Tenir des sitemaps propres. Ils ne doivent contenir que des URL en code 200, indexables, canoniques et à jour. Un sitemap rempli d’adresses redirigées ou mortes perd sa crédibilité et cesse d’orienter utilement l’exploration. Découpez-les par section pour identifier plus finement d’où viennent les problèmes.

Ajoutez-y un cinquième levier, souvent oublié : le maillage interne. Les pages profondément enfouies, accessibles en six clics, sont explorées rarement. Remonter les pages stratégiques dans l’architecture agit directement sur la fréquence de visite.

Ce qui n’est pas un levier

Trois croyances persistent et font perdre du temps.

Publier artificiellement plus souvent. Ajouter des contenus faibles pour « stimuler » l’exploration produit l’effet inverse : le moteur, constatant que ce qu’il explore n’a pas de valeur, réduit son intérêt pour l’ensemble du site.

Forcer l’indexation manuellement. La demande d’indexation dans les outils pour webmasters sert à traiter quelques URL ponctuelles, pas à compenser un problème structurel. Soumettre mille adresses à la main ne change rien au fond.

Les indications de priorité dans le sitemap. La balise priority est ignorée depuis des années. La date de dernière modification, en revanche, est prise en compte à condition d’être exacte, ce qui exclut de la mettre à jour automatiquement sur toutes les pages chaque nuit.

Mesurer avant et après

Sans mesure initiale, vous ne saurez pas si votre travail a servi.

Le rapport de statistiques d’exploration des outils pour webmasters constitue le point de départ : nombre de requêtes par jour, temps de réponse moyen, répartition par type de fichier et par code de réponse. Relevez ces chiffres avant d’intervenir.

Les journaux du serveur donnent la vision réelle et complète : quelles URL exactes ont été demandées, par quel robot, avec quel code de retour. C’est la seule source qui montre le budget effectivement dépensé, et sur quoi.

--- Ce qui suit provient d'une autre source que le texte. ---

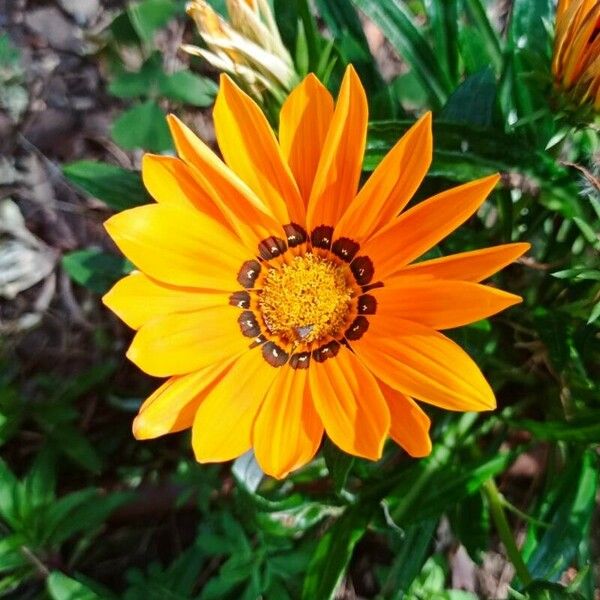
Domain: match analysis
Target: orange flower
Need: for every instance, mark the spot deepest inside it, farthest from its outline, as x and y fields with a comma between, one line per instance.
x=282, y=303
x=576, y=61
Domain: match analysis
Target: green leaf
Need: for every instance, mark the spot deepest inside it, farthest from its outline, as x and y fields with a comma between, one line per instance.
x=333, y=553
x=61, y=587
x=396, y=23
x=338, y=464
x=545, y=590
x=117, y=187
x=188, y=88
x=149, y=15
x=583, y=430
x=443, y=17
x=94, y=269
x=472, y=103
x=569, y=517
x=143, y=126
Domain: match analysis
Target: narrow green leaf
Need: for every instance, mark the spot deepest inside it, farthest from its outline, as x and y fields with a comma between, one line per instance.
x=95, y=269
x=117, y=187
x=397, y=24
x=143, y=126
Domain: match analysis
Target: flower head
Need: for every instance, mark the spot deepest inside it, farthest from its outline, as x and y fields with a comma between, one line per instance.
x=283, y=302
x=576, y=60
x=248, y=47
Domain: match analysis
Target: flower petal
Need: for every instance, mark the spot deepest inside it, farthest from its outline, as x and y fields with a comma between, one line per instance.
x=173, y=405
x=439, y=303
x=468, y=266
x=170, y=181
x=420, y=228
x=178, y=246
x=181, y=343
x=223, y=425
x=250, y=148
x=247, y=214
x=350, y=404
x=420, y=362
x=391, y=185
x=287, y=431
x=303, y=124
x=410, y=425
x=137, y=299
x=340, y=166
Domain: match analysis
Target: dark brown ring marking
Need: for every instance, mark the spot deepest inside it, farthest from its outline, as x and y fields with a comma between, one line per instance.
x=326, y=351
x=362, y=269
x=274, y=355
x=345, y=248
x=296, y=234
x=271, y=247
x=240, y=299
x=357, y=329
x=248, y=273
x=248, y=324
x=367, y=304
x=300, y=360
x=321, y=237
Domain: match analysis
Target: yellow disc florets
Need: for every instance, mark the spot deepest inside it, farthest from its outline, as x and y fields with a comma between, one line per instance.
x=306, y=299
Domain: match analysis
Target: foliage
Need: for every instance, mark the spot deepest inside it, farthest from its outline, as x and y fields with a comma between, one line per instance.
x=86, y=512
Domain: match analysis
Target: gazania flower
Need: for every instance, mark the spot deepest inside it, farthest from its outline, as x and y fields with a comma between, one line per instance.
x=284, y=303
x=576, y=61
x=249, y=48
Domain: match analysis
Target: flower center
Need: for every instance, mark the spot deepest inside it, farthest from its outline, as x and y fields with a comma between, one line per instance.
x=306, y=299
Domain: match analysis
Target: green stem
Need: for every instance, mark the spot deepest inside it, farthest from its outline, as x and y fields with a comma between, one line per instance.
x=497, y=511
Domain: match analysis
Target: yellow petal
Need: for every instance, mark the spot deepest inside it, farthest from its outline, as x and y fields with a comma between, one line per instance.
x=250, y=148
x=439, y=303
x=136, y=299
x=179, y=246
x=424, y=364
x=350, y=404
x=303, y=124
x=468, y=266
x=410, y=425
x=340, y=166
x=391, y=185
x=173, y=405
x=181, y=343
x=248, y=215
x=222, y=428
x=287, y=431
x=420, y=228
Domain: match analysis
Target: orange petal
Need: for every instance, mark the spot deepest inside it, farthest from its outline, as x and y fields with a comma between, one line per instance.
x=181, y=343
x=410, y=425
x=136, y=299
x=173, y=405
x=223, y=425
x=420, y=228
x=439, y=303
x=422, y=363
x=468, y=266
x=250, y=148
x=170, y=181
x=340, y=166
x=247, y=214
x=350, y=404
x=179, y=246
x=303, y=125
x=391, y=185
x=287, y=431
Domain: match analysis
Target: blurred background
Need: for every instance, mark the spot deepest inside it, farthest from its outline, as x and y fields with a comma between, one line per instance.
x=86, y=512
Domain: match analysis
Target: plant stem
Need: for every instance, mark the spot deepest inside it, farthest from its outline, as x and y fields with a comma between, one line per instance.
x=497, y=511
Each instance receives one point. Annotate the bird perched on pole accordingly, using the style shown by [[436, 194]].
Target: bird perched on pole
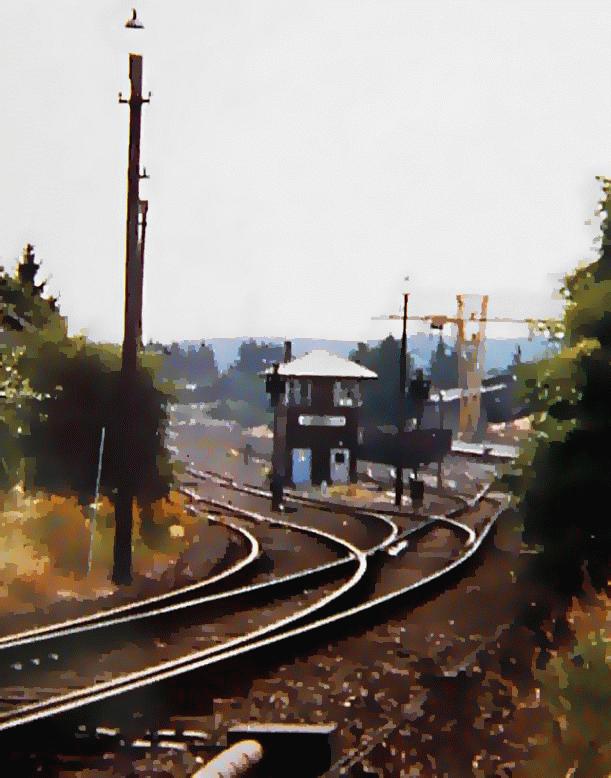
[[134, 23]]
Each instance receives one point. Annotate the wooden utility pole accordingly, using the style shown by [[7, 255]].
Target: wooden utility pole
[[401, 409], [134, 248]]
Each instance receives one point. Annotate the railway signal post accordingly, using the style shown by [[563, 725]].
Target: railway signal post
[[134, 248], [275, 387], [401, 408]]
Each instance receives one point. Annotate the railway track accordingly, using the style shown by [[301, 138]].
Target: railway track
[[54, 703], [300, 621]]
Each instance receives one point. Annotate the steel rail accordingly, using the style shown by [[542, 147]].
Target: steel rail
[[199, 660], [7, 641], [60, 703], [326, 505], [109, 617]]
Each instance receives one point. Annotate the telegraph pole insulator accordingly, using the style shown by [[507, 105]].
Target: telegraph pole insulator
[[134, 257]]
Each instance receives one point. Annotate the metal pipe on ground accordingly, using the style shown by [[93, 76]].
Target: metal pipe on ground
[[237, 760]]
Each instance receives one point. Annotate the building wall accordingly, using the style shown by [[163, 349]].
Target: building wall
[[319, 438]]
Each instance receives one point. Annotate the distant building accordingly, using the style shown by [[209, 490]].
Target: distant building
[[316, 430]]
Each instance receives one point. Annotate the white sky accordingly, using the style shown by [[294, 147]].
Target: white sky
[[305, 157]]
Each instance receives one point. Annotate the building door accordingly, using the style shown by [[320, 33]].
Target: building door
[[302, 465], [340, 465]]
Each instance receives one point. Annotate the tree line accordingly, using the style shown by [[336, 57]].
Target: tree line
[[58, 392]]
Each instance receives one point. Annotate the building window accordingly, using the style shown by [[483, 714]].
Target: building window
[[346, 394], [298, 392], [321, 421]]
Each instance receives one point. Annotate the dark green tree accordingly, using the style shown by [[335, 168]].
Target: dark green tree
[[561, 479], [444, 366]]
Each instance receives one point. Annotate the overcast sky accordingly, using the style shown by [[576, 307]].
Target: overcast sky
[[305, 157]]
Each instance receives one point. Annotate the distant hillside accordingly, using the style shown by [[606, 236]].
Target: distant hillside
[[498, 351]]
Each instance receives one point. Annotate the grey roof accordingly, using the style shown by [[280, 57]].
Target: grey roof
[[322, 364]]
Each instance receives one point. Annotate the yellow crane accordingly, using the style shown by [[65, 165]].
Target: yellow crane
[[470, 349]]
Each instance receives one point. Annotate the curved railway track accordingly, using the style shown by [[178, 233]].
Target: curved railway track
[[98, 618], [295, 624], [72, 699]]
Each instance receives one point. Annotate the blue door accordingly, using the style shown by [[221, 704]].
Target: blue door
[[302, 465]]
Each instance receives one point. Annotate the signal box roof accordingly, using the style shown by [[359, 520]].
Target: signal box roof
[[322, 364]]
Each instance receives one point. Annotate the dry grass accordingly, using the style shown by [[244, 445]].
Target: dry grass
[[44, 543]]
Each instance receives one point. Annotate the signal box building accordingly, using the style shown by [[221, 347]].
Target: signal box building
[[316, 427]]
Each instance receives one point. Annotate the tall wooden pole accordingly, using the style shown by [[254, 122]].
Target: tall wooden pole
[[401, 409], [122, 569]]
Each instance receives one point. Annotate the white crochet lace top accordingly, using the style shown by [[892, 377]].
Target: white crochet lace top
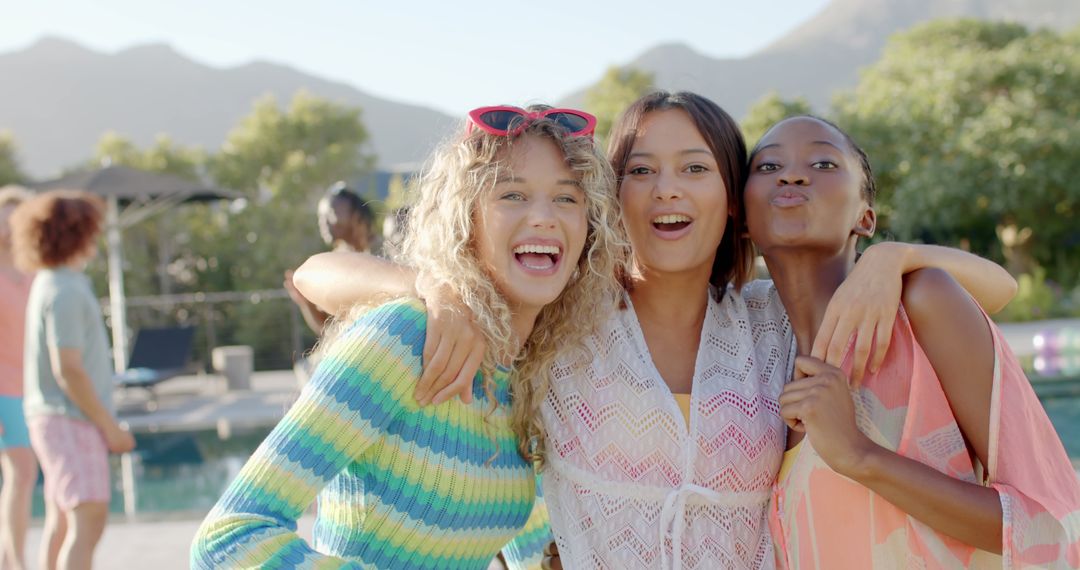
[[628, 485]]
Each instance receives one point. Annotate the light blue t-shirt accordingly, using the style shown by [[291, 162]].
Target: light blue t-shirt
[[63, 312]]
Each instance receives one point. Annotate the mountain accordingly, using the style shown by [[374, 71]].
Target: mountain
[[825, 53], [59, 97]]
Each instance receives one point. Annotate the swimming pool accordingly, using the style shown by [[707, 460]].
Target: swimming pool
[[181, 474]]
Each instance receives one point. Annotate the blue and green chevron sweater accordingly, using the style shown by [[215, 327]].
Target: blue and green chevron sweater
[[399, 486]]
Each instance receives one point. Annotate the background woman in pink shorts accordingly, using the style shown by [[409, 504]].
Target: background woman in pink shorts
[[17, 466], [68, 374]]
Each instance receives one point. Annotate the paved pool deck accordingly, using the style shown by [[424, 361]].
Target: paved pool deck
[[204, 402], [149, 544]]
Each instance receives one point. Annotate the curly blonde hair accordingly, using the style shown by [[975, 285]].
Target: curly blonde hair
[[440, 244]]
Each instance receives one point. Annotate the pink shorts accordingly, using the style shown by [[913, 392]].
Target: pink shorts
[[73, 458]]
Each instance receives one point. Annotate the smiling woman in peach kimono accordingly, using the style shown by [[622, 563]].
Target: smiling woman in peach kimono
[[943, 458]]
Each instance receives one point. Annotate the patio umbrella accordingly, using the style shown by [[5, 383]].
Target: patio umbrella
[[131, 195]]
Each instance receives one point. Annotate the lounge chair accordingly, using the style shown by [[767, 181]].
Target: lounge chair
[[159, 354]]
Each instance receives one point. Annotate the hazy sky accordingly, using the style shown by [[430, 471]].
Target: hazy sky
[[447, 54]]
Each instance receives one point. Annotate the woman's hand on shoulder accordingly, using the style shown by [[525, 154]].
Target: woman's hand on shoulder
[[819, 403], [453, 351], [551, 559], [865, 306]]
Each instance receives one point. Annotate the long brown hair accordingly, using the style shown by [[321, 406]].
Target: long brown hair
[[734, 256]]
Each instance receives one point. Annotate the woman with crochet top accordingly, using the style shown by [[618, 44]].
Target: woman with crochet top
[[517, 220], [943, 457], [662, 439]]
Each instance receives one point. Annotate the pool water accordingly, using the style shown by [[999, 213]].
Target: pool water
[[185, 473]]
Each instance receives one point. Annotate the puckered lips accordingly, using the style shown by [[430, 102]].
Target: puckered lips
[[539, 256], [672, 226], [788, 199]]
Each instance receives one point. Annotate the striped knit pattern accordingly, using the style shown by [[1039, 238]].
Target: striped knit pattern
[[399, 486]]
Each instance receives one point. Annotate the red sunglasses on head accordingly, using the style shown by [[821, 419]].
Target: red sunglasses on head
[[510, 121]]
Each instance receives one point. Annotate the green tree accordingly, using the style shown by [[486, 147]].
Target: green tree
[[10, 172], [619, 87], [973, 129], [151, 245], [767, 112]]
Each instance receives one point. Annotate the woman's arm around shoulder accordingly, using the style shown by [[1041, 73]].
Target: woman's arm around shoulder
[[336, 281]]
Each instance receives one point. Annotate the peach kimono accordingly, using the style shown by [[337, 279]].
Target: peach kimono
[[822, 520]]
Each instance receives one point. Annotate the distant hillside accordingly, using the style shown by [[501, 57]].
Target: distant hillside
[[825, 54], [58, 97]]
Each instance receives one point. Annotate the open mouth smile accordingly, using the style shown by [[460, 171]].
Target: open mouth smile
[[538, 258], [672, 226]]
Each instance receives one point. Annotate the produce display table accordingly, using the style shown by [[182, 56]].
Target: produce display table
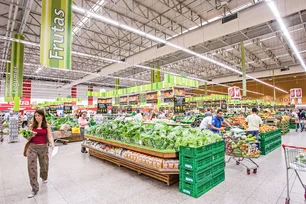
[[169, 176], [166, 154], [270, 141]]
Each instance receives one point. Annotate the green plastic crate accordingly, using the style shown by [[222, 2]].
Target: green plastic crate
[[198, 176], [218, 178], [196, 151], [194, 176], [195, 190], [217, 157], [195, 164], [217, 146]]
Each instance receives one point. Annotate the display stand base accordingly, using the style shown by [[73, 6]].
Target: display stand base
[[169, 177]]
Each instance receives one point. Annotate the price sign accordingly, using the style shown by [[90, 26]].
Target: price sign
[[67, 107]]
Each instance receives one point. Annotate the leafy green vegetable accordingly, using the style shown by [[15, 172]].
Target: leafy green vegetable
[[158, 136]]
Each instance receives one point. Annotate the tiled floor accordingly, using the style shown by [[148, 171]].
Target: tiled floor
[[78, 178]]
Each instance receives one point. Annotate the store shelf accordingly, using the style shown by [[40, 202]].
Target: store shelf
[[169, 176], [166, 154]]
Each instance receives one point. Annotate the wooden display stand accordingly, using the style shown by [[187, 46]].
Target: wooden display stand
[[169, 176], [144, 150]]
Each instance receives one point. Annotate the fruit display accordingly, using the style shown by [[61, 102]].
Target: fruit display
[[244, 146], [137, 157], [26, 133], [59, 122], [157, 136], [266, 128]]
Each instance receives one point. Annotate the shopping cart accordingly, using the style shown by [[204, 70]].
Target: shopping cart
[[295, 159], [246, 152]]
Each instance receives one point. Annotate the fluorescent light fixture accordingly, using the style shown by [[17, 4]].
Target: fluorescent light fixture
[[82, 22], [154, 38], [283, 27], [133, 30]]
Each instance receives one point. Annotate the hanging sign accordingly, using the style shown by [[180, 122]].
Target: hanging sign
[[134, 99], [123, 100], [179, 91], [114, 110], [56, 29], [296, 93], [7, 92], [167, 96], [53, 109], [16, 70], [102, 105], [129, 110], [67, 107], [234, 92], [151, 97], [179, 104]]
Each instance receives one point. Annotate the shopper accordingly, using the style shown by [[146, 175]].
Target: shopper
[[302, 117], [206, 122], [24, 120], [138, 116], [82, 123], [217, 121], [253, 121], [38, 148]]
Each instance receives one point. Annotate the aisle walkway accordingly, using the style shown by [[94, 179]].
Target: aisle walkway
[[79, 178]]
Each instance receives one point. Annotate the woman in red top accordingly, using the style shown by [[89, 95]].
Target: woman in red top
[[39, 148]]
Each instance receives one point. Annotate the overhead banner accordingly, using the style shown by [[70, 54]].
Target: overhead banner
[[296, 93], [67, 107], [16, 70], [234, 92], [56, 32], [7, 92]]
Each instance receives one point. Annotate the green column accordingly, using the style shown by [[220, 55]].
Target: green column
[[117, 83], [7, 91], [243, 70]]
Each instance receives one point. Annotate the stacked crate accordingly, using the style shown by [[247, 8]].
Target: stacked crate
[[270, 141], [201, 168]]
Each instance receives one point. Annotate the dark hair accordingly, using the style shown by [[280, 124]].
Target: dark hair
[[44, 121], [254, 110], [219, 111]]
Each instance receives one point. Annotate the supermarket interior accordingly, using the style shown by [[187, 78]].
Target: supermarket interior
[[152, 101]]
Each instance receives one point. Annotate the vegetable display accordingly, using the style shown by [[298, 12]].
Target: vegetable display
[[58, 122], [158, 136], [26, 133], [244, 146]]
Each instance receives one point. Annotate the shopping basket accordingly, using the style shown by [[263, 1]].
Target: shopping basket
[[296, 160]]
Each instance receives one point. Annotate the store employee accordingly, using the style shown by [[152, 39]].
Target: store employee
[[217, 122]]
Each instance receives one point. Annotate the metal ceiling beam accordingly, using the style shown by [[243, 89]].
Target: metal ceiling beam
[[283, 43], [267, 51]]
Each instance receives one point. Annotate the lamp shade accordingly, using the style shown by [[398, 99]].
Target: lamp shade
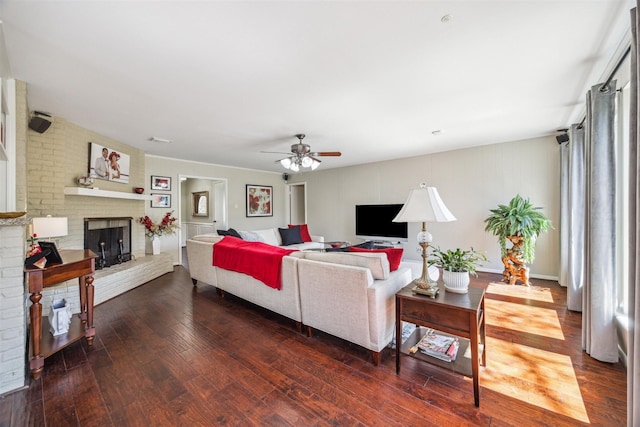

Suivez enfin deux indicateurs dans la durée : le nombre de pages explorées par jour, et surtout le ratio entre pages utiles et pages parasites dans ce total. C’est ce ratio qui doit progresser, pas le volume brut.

Comptez quatre à huit semaines avant d’observer un effet net. L’exploration s’ajuste progressivement.

La liste de vérification

Sept points à passer en revue, dans l’ordre.

Le site dépasse-t-il quelques dizaines de milliers d’URL, ou en génère-t-il automatiquement ? Sinon, refermez ce dossier. Le temps de réponse moyen du serveur est-il inférieur à 500 ms ? Les paramètres de filtre et de tri sont-ils neutralisés ? La recherche interne est-elle bloquée à l’exploration ? Les chaînes de redirection ont-elles été aplaties ? Les sitemaps ne contiennent-ils que des URL valides et canoniques ? Les pages stratégiques sont-elles atteignables en trois clics maximum depuis l’accueil ?

Sept réponses affirmatives, et le sujet est traité. C’est un chantier d’entretien, pas une optimisation permanente.